ECE2013 Poster Presentations Female reproduction (47 abstracts)
1Endocrine Unit, Third Dept. of Internal Medicine, Athens University Medical School, Athens, Greece; 2First Cardiology Clinic, School of Medicine, Athens University, Athens, Greece; 3Division of Reproductive Endocrinology, Department of Obstetrics and Gynecology, University of Patras Medical School, Patras, Greece
Background: Recent studies have suggested an important role of advanced glycosylation end products receptor (RAGE) in the development of atherosclerosis. However, investigation of the relationship between RAGE polymorphisms (−429T/C, −374T/A) and coronary heart disease (CHD) has shown contradictory results. Furthermore, hyperandrogenemia in women postmenopause has been associated with an adverse CHD risk profile.
Aim of the study: To investigate any possible relationship between RAGE polymorphisms with CHD and the association of RAGE polymorphisms with cardiovascular risk factors in postmenopausal women.
Methods: Ninety-six menopausal women (28 diabetics 68 non-diabetics, mean age: 68, 34 years) who underwent coronary angiography were genotyped for the −429T/C and −374T/A variants of RAGE. In this group, androgen and estrogen levels, lipid parameters, glucose, HbA1c and insulin were determined and free androgen index was calculated.

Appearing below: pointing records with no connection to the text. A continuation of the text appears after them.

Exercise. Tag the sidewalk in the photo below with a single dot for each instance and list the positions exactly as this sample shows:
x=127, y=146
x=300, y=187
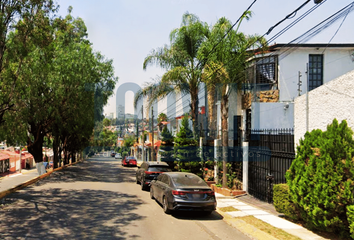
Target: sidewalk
x=246, y=205
x=263, y=211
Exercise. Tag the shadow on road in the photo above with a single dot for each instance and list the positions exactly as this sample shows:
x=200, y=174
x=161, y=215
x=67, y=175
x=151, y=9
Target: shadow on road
x=93, y=170
x=57, y=213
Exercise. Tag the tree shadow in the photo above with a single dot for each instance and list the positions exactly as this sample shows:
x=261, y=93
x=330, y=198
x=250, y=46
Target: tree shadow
x=93, y=170
x=194, y=215
x=73, y=214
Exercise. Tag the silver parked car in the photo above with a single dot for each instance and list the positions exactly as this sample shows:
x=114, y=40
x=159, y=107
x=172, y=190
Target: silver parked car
x=182, y=191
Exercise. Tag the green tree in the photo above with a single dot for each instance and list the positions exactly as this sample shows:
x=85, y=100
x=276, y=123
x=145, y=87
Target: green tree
x=166, y=149
x=183, y=66
x=227, y=55
x=161, y=118
x=321, y=177
x=20, y=23
x=187, y=150
x=58, y=82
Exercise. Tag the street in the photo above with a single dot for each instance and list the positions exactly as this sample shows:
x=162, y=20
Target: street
x=99, y=199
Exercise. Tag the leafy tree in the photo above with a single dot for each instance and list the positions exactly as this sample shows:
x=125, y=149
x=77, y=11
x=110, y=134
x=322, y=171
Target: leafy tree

Results: There was no significant difference in RAGE polymorphism frequencies between women with CHD confirmed in coronary angiography and those without CHD, although a cardioprotective trend was disclosed for 374AA polymorphism. Regarding hormonal/metabolic profile, women with homozygosity for the −429 allele (TT) had significantly lower levels of HDL (43,7±17.16 vs 52,95±14.47, P=0.036) and SHBG (42.73±18.17 vs 52.55±20.71, P=0.038) compared to heterozygotic subjects (TC) and significantly higher levels of triglycerides (151.75±50.65 vs 125.89±36.64, P=0.042), FAI (1.85±1.43 vs 1.17±0.84, P=0.042) and androstenedione (1.61±1.01 vs 1.22±0.58, P=0.031). Women with homozygosity for the −374 allele (AA) had significantly lower LDL levels (83.8±21.96 vs 105±42.97, P=0.046) compared to heterozygotic (AT) subjects.
Conclusion: Our data did not demonstrate an association between polymorphisms of the RAGE gene and CHD in menopausal women. However, homozygosity for the −429 allele (TT) of RAGE is associated with an adverse lipid profile and hyperandrogenemia and its role as a predisposing factor of atherosclerosis needs further evaluation.